We think not. For this sector of the economy, workers’ healthcare is a cost of doing business, like maintaining the machinery. Business will try to reduce health costs whether they are paid as direct benefits or as taxes under single payer.  They certainly have tried to reduce other tax-supported health programs like Medicare and Medicaid.  It should not stretch the imagination to foresee how business could turn the intense centralization of universal single-payer health care to their own advantage, and make it a mechanism for severe rationing of healthcare.  For example, the stripped-down “basic coverage” schemes that the insurance industry is presently designing for the uninsured will require standardization and government approval.  Once that happens, business will push to have “basic coverage” be the standard for patients under single payer.

For years, business hasn’t given a damn about people not having medical insurance.  Since the early 1980s they’ve laid tens of millions of us off, cut millions of current workers and retirees off medical benefits, and made their coverage so expensive that millions cannot afford it even when it is offered.  So you’ve got to suspect something is fishy when they start being so concerned about whether we have medical insurance.  We saw what happened when they were concerned with seniors not having prescription coverage.  They bundled in a plan to dismantle Medicare!

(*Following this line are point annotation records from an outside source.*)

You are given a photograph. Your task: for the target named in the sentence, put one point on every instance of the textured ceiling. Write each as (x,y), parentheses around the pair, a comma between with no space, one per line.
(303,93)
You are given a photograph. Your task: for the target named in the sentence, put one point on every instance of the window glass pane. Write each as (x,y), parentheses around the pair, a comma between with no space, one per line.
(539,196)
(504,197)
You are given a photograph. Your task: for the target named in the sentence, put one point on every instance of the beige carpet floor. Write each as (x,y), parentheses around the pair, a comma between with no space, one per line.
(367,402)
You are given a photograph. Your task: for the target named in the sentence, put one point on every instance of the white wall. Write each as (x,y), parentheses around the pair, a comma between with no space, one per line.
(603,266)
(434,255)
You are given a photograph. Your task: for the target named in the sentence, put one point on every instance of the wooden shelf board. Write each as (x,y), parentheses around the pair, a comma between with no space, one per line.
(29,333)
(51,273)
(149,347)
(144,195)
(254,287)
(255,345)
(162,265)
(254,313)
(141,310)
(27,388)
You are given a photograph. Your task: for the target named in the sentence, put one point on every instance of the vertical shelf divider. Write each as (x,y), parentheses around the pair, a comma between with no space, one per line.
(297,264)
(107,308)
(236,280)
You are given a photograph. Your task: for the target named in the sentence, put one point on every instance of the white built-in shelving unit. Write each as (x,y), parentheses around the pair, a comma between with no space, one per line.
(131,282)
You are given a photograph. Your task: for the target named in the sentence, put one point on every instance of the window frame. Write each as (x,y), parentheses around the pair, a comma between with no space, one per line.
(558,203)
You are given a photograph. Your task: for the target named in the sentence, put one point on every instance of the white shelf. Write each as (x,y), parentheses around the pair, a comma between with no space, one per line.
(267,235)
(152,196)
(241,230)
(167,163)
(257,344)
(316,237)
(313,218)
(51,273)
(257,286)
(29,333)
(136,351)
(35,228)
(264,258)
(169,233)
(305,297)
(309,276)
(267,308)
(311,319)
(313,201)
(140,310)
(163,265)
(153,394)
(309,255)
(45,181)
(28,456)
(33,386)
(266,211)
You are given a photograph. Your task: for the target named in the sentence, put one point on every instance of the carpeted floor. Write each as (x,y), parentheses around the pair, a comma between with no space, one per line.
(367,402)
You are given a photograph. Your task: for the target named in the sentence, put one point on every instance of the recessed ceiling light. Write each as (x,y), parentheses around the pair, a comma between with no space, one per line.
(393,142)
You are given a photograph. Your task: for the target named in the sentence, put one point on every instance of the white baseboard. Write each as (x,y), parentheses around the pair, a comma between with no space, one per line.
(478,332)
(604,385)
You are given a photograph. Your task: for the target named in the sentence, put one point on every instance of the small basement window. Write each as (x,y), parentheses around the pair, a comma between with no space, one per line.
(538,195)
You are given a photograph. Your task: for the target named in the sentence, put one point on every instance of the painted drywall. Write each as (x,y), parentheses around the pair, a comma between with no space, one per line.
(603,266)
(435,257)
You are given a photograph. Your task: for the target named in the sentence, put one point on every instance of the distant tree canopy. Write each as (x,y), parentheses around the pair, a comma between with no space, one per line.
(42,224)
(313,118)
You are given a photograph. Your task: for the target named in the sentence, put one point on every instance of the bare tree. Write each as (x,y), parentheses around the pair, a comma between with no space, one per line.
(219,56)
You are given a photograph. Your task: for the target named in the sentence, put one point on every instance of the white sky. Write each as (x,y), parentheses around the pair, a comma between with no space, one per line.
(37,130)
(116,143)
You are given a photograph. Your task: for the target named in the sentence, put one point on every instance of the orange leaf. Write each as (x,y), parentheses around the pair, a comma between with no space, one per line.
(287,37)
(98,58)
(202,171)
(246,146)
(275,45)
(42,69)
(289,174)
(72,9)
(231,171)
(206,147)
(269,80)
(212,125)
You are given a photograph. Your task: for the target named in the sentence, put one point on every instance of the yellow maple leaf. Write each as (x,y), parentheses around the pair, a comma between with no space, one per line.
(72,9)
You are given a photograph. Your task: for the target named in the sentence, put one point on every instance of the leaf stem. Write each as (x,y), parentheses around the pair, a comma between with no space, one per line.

Our healthcare should be neither a commodity nor a cost of doing business.  This is a period of tremendous collision of people’s needs and aspirations versus corporate needs and demands.  The movement to end this disgraceful situation will involve a tremendous fight.   As Quentin Young said, getting good healthcare will be as big a struggle as civil rights.   Civil rights, Medicare, and Medicaid were all won by people who worked, their families, and people who would have worked if they could.  Their actions on the job, in their schools, organizations, churches, in the streets, and in the military challenged the US’s ability to govern and made the government produce the “Great Society” programs.  Although many of these gains have been erased in the intervening forty years, millions of lives were improved and the struggle remains as an inspiration and example of what is needed for deep reform of society.

We deserve nothing less than high-quality, comprehensive, single-tier, universal,  government-financed healthcare.  We have to be clear on what it will take to get it and who our allies are.